I’ve been MIA for awhile. I was dealing with a personal trauma and started to neglect the things that made me happy. The things that make me, me. I stopped writing. I stopped hiking. I stopped traveling. And then I realized I needed to look at myself and figure out what it was in me that caused this trauma to affect me in such a negative way. Before the trauma, I was a caterpillar. Living life, but unaware of what life could really be. In the last few months I’ve been in my cocoon. Getting ready for what’s ahead. For my transformation.

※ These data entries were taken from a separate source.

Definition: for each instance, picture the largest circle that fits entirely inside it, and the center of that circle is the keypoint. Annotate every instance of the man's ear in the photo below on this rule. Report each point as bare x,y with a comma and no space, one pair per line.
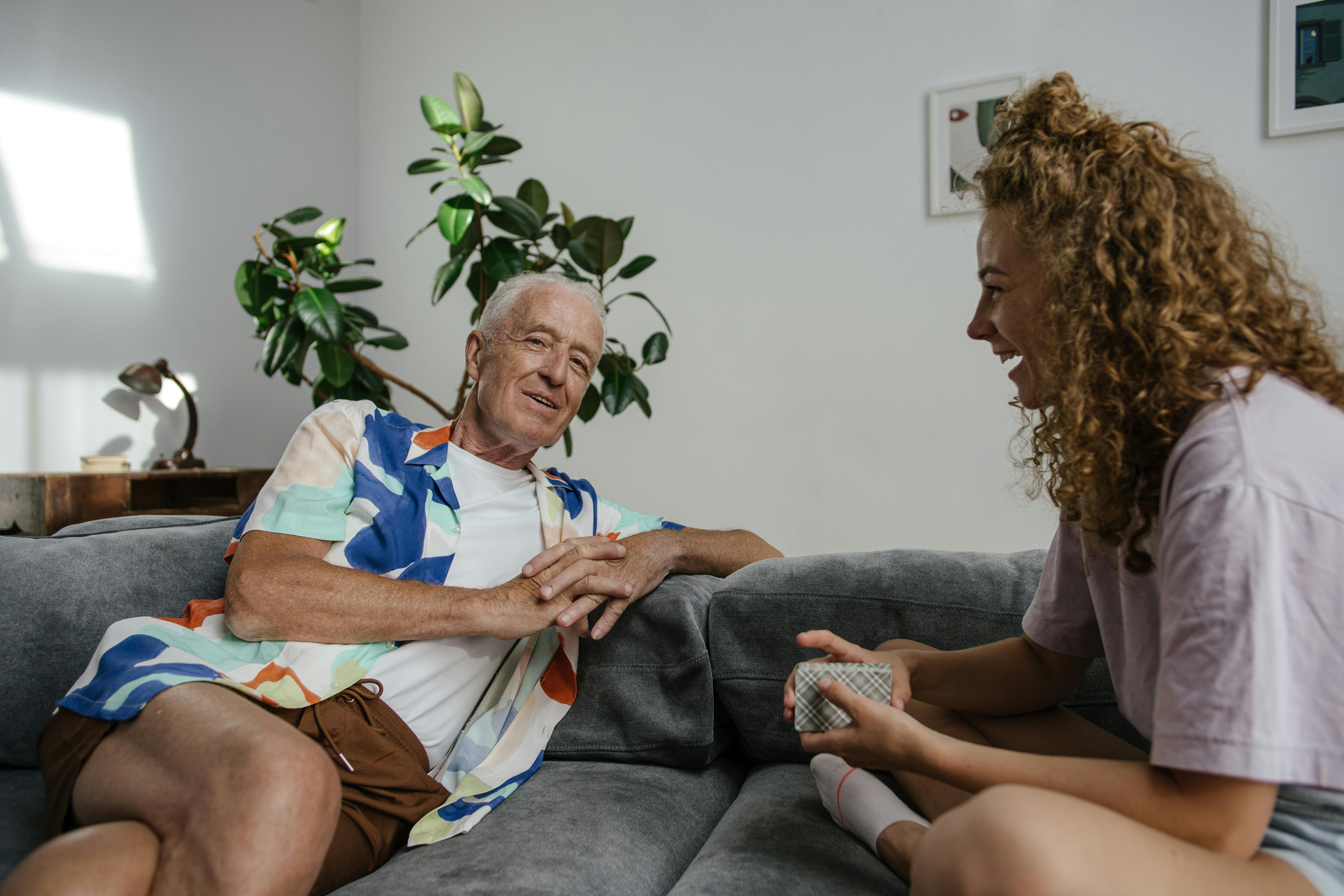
475,348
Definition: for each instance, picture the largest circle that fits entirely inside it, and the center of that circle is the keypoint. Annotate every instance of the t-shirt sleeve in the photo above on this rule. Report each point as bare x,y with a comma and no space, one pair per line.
1252,651
314,484
1062,617
617,522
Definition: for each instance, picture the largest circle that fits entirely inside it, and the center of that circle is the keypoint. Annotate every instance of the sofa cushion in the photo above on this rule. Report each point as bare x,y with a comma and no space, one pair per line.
23,809
646,692
777,840
60,594
577,828
948,601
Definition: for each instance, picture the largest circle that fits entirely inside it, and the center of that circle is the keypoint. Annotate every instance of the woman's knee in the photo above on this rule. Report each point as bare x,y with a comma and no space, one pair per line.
1006,841
904,644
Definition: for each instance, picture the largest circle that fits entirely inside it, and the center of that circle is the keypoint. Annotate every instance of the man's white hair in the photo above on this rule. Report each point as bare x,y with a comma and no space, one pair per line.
501,306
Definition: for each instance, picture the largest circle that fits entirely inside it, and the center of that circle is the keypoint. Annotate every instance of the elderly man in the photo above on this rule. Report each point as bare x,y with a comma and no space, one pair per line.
396,594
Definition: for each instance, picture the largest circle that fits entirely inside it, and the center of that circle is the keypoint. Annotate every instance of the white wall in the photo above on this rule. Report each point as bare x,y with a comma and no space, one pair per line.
820,389
239,111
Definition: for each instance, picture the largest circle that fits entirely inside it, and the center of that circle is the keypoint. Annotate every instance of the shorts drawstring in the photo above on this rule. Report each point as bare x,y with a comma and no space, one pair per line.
358,695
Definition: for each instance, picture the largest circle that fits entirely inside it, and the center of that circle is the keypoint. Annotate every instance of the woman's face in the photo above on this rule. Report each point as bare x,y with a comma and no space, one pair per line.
1013,304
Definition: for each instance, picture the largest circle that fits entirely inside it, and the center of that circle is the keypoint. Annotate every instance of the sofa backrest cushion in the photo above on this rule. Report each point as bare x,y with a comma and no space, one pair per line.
647,690
948,601
60,594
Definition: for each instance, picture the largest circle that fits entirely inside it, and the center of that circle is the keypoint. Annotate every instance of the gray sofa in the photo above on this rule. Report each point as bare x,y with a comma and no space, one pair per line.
674,773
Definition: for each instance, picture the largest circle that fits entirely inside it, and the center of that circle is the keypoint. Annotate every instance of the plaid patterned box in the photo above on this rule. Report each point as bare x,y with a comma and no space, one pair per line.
814,713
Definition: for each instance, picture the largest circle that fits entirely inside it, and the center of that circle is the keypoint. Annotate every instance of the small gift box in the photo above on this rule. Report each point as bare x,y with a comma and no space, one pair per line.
814,713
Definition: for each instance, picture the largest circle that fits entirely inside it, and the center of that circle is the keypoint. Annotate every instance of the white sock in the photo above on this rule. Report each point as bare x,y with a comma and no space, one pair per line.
857,801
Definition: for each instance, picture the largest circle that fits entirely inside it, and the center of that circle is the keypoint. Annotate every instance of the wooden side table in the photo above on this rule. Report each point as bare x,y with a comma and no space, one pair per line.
44,503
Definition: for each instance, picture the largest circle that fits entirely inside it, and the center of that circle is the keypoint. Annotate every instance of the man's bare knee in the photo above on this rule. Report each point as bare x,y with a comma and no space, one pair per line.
904,644
116,859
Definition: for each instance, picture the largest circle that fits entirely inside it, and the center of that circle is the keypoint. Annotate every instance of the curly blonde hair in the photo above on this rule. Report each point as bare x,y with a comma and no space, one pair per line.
1159,281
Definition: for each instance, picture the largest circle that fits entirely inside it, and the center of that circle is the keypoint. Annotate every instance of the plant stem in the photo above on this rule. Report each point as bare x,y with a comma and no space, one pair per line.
406,386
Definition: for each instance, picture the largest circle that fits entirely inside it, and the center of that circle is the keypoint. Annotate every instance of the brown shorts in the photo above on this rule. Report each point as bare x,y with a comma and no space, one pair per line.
382,798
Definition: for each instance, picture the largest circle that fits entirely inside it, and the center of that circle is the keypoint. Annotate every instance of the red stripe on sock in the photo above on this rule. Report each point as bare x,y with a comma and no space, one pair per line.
839,809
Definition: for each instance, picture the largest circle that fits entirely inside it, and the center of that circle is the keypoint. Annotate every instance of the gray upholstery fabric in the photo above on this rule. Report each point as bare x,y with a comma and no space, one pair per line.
576,828
948,601
22,813
777,840
123,523
647,690
60,594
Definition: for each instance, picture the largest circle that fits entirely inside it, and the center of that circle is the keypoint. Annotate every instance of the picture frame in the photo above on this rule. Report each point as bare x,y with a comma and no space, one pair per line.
1306,66
960,132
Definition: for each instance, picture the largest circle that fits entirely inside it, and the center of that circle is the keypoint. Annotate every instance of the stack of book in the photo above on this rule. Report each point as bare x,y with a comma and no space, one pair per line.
104,464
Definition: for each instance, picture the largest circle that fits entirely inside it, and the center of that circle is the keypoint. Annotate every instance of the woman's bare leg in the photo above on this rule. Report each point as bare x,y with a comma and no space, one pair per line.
116,859
1014,840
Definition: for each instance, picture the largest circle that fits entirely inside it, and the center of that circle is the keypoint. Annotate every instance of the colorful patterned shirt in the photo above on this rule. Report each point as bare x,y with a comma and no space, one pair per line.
377,487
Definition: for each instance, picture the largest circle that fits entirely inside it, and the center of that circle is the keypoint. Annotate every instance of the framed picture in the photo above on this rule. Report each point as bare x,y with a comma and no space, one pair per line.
960,135
1306,66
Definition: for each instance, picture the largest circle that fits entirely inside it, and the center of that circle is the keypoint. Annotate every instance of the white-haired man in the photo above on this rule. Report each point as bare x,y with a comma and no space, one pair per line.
388,581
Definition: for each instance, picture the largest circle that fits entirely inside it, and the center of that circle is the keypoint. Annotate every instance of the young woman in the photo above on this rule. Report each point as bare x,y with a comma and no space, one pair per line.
1189,425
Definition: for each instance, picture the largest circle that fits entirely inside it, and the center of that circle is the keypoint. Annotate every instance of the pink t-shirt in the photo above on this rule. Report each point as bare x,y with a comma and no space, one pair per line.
1230,655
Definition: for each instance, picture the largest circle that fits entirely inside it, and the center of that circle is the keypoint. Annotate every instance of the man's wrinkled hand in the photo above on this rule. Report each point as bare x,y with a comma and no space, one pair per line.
841,651
595,570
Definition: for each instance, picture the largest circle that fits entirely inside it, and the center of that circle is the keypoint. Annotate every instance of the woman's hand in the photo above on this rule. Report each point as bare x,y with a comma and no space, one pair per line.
879,737
841,651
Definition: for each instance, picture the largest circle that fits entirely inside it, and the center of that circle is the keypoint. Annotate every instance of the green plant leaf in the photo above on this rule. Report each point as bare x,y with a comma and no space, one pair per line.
455,217
445,277
468,101
302,215
561,236
476,143
354,284
534,194
656,348
503,146
394,342
282,344
439,113
338,365
638,266
604,244
332,232
322,314
581,257
359,316
250,288
651,306
523,214
427,166
591,404
478,190
502,258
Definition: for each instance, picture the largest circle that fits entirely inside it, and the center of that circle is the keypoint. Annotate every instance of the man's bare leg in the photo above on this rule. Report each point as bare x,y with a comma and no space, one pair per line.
241,803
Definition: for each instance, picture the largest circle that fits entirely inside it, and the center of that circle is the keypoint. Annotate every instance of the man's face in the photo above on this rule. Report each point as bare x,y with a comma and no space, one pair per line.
531,379
1013,301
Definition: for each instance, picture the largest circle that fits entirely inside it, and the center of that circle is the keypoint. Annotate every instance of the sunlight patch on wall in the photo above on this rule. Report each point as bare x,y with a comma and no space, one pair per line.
53,417
72,181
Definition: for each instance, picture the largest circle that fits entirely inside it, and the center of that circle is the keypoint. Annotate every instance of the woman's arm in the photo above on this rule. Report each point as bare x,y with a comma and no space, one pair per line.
1225,815
1002,679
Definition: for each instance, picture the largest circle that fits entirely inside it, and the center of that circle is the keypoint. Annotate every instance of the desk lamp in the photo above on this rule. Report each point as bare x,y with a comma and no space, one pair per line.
148,381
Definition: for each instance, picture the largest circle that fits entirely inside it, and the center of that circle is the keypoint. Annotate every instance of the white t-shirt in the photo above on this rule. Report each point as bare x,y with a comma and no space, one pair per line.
433,686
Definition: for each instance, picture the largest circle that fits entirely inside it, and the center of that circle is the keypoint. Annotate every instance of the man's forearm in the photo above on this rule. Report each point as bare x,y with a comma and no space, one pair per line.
713,553
1002,679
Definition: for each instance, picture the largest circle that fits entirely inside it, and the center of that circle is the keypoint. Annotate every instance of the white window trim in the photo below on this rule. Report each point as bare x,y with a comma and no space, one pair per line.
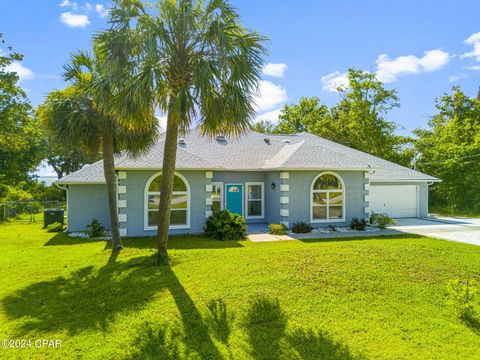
219,184
145,201
234,184
262,187
344,205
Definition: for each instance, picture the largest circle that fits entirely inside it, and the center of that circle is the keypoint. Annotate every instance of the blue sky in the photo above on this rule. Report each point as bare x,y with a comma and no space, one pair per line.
420,48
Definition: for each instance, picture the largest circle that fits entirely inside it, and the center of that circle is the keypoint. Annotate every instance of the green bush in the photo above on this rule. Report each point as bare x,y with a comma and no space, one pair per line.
301,228
55,227
464,295
358,224
277,229
381,220
223,225
95,229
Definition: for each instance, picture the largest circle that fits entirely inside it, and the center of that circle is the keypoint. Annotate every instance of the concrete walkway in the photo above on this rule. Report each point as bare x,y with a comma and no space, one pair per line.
461,229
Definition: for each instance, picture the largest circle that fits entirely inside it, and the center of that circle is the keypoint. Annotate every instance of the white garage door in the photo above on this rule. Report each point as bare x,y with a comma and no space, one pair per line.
398,201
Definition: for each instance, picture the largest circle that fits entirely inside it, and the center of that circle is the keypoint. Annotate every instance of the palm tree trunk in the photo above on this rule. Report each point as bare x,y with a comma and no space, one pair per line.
168,174
109,170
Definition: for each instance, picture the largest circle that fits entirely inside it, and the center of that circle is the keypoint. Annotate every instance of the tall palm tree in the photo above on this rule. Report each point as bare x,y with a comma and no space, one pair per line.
192,60
83,116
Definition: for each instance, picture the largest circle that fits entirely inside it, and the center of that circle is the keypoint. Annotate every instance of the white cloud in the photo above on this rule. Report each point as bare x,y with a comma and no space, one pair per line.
74,20
474,40
271,116
269,95
388,70
70,4
334,80
274,70
23,72
101,10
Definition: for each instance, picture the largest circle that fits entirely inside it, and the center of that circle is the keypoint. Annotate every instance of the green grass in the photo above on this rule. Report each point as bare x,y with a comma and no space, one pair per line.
382,298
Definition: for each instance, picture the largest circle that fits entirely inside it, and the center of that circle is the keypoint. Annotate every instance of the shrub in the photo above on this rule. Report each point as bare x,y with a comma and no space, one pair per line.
223,225
95,229
277,229
381,220
301,228
55,227
358,224
463,295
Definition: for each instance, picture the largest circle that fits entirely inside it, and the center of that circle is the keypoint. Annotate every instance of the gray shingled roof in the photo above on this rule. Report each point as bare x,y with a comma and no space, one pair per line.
255,151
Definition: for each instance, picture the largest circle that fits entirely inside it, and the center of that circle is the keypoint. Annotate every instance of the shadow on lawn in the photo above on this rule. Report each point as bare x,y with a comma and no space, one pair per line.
175,242
365,238
265,326
86,299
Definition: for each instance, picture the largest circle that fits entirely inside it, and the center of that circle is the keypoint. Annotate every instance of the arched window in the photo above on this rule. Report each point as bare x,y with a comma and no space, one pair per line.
327,201
180,206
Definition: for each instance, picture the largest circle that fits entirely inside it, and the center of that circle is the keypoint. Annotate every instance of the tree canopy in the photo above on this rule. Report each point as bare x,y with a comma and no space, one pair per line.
20,137
450,150
359,120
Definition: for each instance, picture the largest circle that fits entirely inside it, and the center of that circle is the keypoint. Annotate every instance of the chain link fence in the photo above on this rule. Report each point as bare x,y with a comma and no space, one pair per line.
27,211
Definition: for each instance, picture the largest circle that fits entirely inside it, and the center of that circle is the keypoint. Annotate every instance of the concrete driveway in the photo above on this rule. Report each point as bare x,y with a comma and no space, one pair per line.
466,230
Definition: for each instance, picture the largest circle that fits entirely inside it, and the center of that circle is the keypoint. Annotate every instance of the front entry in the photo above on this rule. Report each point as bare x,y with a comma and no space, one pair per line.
234,198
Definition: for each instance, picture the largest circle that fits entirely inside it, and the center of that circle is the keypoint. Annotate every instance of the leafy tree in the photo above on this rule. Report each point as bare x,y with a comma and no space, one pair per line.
450,150
20,142
358,120
64,158
264,127
192,60
82,116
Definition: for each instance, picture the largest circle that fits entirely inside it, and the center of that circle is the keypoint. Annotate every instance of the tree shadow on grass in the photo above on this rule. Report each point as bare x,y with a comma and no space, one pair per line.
473,323
175,242
365,238
86,299
266,326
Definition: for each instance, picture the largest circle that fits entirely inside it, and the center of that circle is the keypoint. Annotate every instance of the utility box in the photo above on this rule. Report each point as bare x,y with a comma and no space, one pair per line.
51,216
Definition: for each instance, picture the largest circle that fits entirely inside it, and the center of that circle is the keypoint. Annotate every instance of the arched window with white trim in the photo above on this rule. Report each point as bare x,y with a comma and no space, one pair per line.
327,198
180,206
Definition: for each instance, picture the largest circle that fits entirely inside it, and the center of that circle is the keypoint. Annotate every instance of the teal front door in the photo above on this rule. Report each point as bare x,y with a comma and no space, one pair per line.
234,198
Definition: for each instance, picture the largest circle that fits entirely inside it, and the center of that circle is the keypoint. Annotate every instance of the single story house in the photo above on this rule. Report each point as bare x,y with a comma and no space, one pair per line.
266,178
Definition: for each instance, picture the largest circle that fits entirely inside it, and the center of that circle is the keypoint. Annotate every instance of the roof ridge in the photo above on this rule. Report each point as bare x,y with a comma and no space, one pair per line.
285,153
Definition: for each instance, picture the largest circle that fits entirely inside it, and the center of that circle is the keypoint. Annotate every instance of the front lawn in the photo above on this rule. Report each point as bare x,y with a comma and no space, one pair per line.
382,298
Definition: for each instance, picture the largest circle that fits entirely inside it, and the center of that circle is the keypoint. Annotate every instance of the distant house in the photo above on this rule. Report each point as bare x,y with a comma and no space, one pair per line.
265,178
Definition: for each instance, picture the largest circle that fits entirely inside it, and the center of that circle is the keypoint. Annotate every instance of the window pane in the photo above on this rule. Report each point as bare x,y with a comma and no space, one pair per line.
178,184
335,212
153,201
335,198
327,182
179,201
152,218
216,206
254,208
319,212
319,198
178,217
254,192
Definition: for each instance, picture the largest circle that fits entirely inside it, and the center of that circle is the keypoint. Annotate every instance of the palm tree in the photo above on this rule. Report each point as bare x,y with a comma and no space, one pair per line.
82,116
192,60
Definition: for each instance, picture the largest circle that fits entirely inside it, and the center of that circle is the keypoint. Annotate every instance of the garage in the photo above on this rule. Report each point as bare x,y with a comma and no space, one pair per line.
398,201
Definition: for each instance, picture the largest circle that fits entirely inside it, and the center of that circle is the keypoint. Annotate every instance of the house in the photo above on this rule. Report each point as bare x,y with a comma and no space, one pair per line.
266,178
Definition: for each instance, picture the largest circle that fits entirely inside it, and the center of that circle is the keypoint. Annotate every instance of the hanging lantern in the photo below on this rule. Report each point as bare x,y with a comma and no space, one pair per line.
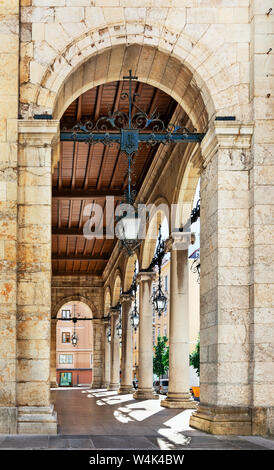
134,315
159,300
108,330
74,338
135,319
119,329
109,336
128,226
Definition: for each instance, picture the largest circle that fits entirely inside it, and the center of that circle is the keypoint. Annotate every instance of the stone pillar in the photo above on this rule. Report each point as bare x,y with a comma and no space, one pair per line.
106,371
145,353
35,412
115,353
53,381
8,212
97,367
178,387
126,363
225,353
261,220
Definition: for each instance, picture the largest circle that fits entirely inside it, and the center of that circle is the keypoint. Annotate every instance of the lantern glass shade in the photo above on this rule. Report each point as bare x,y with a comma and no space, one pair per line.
74,339
160,302
130,227
135,320
119,330
108,334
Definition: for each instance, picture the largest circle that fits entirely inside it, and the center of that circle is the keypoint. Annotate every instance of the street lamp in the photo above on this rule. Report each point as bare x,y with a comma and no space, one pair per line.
159,299
134,314
74,338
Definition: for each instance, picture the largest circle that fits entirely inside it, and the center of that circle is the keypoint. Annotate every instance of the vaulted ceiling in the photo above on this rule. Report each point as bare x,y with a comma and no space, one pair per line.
87,173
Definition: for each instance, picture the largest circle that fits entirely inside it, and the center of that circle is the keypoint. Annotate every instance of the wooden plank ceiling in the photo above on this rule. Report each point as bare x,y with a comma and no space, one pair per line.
86,174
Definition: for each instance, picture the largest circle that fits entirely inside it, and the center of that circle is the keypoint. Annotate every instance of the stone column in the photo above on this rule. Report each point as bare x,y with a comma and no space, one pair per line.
97,367
106,371
178,387
53,381
115,353
145,353
35,412
261,221
126,362
8,212
225,353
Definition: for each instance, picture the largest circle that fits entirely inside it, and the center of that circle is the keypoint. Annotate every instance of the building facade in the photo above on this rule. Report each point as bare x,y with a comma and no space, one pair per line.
206,65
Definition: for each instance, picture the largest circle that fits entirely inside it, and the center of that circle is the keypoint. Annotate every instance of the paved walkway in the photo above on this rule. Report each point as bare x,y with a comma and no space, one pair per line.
100,419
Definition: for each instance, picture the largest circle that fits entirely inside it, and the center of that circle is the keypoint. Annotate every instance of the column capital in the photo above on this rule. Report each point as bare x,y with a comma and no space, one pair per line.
180,241
38,132
226,135
145,276
113,312
126,298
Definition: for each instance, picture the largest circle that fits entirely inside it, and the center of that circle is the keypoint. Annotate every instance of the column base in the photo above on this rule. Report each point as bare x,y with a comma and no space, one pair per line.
36,420
145,394
113,387
105,385
222,420
179,400
95,386
125,389
8,420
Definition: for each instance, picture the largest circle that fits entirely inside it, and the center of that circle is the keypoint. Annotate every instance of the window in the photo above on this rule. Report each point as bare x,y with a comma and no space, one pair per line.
65,337
66,379
65,314
65,358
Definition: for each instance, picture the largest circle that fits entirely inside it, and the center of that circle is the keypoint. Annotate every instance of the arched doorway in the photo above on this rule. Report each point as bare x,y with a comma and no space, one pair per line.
74,345
67,251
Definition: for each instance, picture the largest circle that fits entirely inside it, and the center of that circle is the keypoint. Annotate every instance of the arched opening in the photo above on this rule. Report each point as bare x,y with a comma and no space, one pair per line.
74,345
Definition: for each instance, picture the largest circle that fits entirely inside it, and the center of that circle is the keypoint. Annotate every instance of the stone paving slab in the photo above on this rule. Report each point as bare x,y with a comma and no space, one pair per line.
118,422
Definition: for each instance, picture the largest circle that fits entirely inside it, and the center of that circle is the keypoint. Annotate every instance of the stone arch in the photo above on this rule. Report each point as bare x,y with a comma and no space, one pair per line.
117,284
43,91
72,298
178,82
205,54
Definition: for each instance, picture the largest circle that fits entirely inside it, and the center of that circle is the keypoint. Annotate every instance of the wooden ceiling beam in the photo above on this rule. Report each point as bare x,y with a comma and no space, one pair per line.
57,257
68,194
73,232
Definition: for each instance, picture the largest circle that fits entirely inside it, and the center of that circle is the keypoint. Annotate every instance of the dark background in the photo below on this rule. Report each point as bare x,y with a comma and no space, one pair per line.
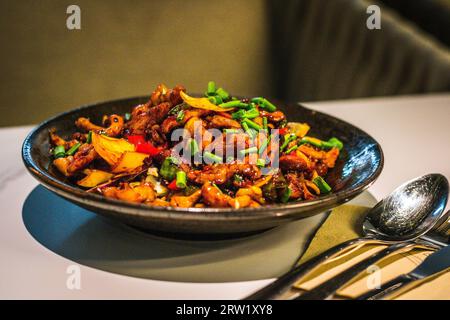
297,50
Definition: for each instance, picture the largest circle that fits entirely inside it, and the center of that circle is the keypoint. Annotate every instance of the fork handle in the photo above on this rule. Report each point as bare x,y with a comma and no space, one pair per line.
329,288
276,289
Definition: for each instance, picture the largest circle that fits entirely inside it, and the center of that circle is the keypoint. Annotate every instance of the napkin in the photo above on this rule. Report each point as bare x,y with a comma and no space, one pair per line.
345,223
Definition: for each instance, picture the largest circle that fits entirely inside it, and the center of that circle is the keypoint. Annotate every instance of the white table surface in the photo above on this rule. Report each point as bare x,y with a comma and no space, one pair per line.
414,132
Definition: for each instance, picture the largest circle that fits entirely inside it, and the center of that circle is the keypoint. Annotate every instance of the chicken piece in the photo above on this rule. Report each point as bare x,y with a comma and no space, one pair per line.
62,164
218,174
255,193
240,202
311,152
164,94
293,163
140,193
116,124
331,157
273,117
159,202
213,197
71,164
221,173
185,201
196,127
169,124
223,122
294,183
144,117
84,156
56,140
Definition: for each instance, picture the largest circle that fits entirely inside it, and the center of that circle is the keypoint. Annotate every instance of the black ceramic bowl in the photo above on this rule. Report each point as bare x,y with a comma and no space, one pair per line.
358,166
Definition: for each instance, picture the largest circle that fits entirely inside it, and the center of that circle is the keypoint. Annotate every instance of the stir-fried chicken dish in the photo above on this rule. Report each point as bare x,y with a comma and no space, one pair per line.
183,151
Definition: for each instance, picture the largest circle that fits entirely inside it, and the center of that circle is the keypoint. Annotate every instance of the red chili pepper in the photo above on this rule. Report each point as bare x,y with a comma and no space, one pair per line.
283,131
143,146
173,185
147,148
136,139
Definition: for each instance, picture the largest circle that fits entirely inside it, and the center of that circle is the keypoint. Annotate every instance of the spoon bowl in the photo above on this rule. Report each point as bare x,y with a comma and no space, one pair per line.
409,211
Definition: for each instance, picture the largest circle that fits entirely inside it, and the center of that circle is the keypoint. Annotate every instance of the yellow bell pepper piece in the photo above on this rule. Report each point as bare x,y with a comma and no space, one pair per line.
94,177
129,162
111,149
202,103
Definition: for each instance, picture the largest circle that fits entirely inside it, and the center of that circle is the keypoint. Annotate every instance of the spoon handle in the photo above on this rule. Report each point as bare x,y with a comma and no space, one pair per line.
329,288
387,288
276,289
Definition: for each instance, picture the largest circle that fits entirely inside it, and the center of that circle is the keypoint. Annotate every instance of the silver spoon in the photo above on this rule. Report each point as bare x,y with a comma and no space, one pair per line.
406,214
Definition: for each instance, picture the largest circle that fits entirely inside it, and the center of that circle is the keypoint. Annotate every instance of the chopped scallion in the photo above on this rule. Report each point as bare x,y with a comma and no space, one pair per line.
212,157
286,195
260,162
252,124
180,116
74,149
59,152
263,146
222,93
194,147
211,88
235,104
323,186
248,151
181,179
89,137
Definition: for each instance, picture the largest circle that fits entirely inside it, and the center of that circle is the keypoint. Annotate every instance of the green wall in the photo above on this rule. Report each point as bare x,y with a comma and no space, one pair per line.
125,48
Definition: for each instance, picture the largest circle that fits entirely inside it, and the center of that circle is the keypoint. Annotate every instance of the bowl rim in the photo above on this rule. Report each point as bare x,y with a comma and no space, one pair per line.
80,195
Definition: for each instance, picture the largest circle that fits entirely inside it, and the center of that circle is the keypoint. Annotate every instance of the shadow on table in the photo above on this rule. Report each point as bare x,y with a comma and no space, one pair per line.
89,239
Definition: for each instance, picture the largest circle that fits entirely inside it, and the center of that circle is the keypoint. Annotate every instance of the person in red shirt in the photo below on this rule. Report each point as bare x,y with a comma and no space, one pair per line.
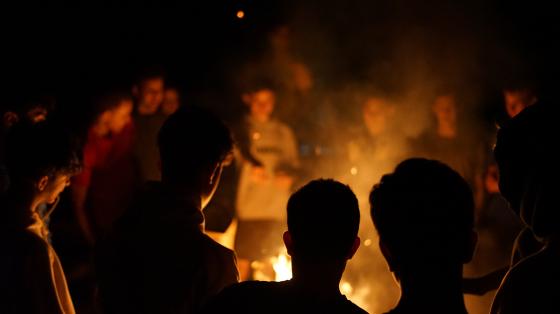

This has been on my mind a lot lately. This transformation of self. I didn’t know how to put it into words. Or how to share what I’ve been going through without betraying others involved. But while out hiking this week in Simi Valley, I was surrounded by butterflies as they migrated North. It was in that moment that I understood that I had to endure my trauma, unfair as it was, in order to transform into a Monarch.
They say that people have to hit their “bottom” before they can really start to see themselves as everyone else does. Before they can start on a journey of self discovery. Before they can really start to effect change in their life. Ironically, my bottom wasn’t something that I did, but rather something that happened to me. A betrayal of trust. But in that betrayal, I looked inward. I was so crushed and broken that I stopped eating. I stopped hiking. I stopped living really. And that was my bottom.
I learned so much about myself. About how neglecting to feel emotions as they come up makes us angry. And to make matters worse, letting resentments build up within us also makes us angry. Building up until the anger comes exploding out in a volcanic fit of rage. Usually directed at the ones we love. I learned, and really took to heart that, the only person I can control is myself. I cannot control the words and actions of others. I can only control how I react to them. Which in and of itself is still a learning process. I don’t always react in the way I should. And I don’t always follow the advice I give so eagerly to those who will listen. But I am learning to. I am taking my own advice more often.
Part of this journey is surrounding myself with friends and mentors who will hold me accountable to staying on the road of self discovery. Rather than the road of destruction. I am learning to be vulnerable again. Something I have been unable to do with others since I was a child. Since my trauma occurred, the Universe, my Higher Power, has brought some key people and organizations into my life. It wasn’t a coincidence that they arrived exactly when they did. It was divine timing. And I will forever be grateful for their friendship and guidance.
So that’s where I’ve been. In a transformation. That’s what I’ve been doing. Me.